Sobota upłynęła przede wszystkim pod znakiem zabawy naszych pociech na świeżym powietrzu. Tatusiek zakończył inwestycję bez stosownych pozwoleń zwaną iglem. Maja z Dominikiem postanowili ów budowlę stosownie ozdobić. Ja tymczasem mogłam spokojnie zakończyć pracę nad filcowym kompletem, który składa się z kołnierza , broszki i małej zgrabnej torebki ozdobionej kwiecistym motywem.
Witam serdecznie:)Już nie pamiętam jak tutaj trafiłam, który internetowy sznureczek mnie tutaj przyciągnął, ale na pewno uwagę moją przykuł i swoją urodą zachwycił filcowy kot.
OdpowiedzUsuńSama trochę filcuję, ale, żeby aż TAK!

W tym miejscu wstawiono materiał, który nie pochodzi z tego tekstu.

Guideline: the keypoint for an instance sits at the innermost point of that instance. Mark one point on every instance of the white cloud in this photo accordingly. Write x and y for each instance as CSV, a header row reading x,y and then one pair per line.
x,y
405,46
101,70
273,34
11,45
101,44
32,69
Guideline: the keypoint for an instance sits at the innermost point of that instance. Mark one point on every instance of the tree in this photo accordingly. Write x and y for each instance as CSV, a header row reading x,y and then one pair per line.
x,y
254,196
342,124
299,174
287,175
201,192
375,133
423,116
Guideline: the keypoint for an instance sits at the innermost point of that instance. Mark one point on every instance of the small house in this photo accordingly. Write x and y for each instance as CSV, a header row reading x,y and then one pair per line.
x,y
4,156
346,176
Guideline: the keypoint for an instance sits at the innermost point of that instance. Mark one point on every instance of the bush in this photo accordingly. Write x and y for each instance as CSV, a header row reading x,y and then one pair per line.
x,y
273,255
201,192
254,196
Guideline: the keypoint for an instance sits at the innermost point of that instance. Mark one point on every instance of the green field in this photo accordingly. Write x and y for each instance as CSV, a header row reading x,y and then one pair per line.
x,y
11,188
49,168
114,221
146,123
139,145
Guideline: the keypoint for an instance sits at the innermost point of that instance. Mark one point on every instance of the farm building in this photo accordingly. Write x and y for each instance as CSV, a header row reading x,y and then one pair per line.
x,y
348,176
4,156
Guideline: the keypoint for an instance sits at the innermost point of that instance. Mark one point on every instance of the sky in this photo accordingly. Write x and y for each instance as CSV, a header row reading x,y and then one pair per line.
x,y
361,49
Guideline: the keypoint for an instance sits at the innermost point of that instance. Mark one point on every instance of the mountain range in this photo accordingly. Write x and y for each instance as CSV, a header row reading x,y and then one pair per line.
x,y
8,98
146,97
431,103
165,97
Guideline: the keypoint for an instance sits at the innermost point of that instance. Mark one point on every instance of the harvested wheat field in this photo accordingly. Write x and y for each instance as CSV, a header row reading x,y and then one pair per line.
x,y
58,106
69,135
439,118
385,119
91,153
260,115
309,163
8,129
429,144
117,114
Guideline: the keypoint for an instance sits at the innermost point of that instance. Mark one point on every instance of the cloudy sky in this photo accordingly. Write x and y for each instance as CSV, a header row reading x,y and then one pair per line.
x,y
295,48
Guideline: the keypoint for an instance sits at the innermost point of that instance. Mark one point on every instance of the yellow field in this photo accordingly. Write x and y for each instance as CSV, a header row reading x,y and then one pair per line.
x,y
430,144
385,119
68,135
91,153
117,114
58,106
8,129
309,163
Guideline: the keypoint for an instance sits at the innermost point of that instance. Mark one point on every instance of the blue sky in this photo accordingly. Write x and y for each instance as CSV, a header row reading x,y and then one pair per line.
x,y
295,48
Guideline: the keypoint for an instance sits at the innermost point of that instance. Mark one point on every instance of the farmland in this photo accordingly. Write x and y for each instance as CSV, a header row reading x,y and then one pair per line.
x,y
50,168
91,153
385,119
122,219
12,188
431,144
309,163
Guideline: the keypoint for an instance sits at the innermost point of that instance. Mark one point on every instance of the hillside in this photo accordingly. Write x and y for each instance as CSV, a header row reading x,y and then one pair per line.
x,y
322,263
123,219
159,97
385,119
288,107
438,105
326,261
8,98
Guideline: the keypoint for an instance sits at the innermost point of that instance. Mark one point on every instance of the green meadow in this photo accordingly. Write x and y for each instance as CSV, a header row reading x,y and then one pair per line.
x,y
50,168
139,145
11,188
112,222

Naprawdę niewiarygodnie piękny jest ten kot!
Podziwiam!
Pozdrawiam ciepło i zapraszam do siebie:))
Mado dziękuję za zaproszenie.
OdpowiedzUsuńŚwietny blog:) bardzo mi się tutaj podoba:) Napewno będę tutaj zaglądać:) Pozdrawiam i zapraszam do mnie Natalia
OdpowiedzUsuńhttp://waniliowylawendowybialy.blogspot.com/
Dziękuję Natalio za zaproszenie.Na pewno skorzystam.
OdpowiedzUsuńDziękuje za twój komentarz. Jest mi bardzo miło:) Oj tak ja tez już marze o tym, by napić się lemoniady w ogródku- zelonym i pełnym kwiatów.
OdpowiedzUsuńKarolina--You are just prolific lately, with wonderful projects just rolling out of you!
OdpowiedzUsuń...and it looks like your daughter is having such fun in her snow fort!
Absolutely beautiful set! Love the colours
OdpowiedzUsuńx
love this!! Looks so great. Nice colours too.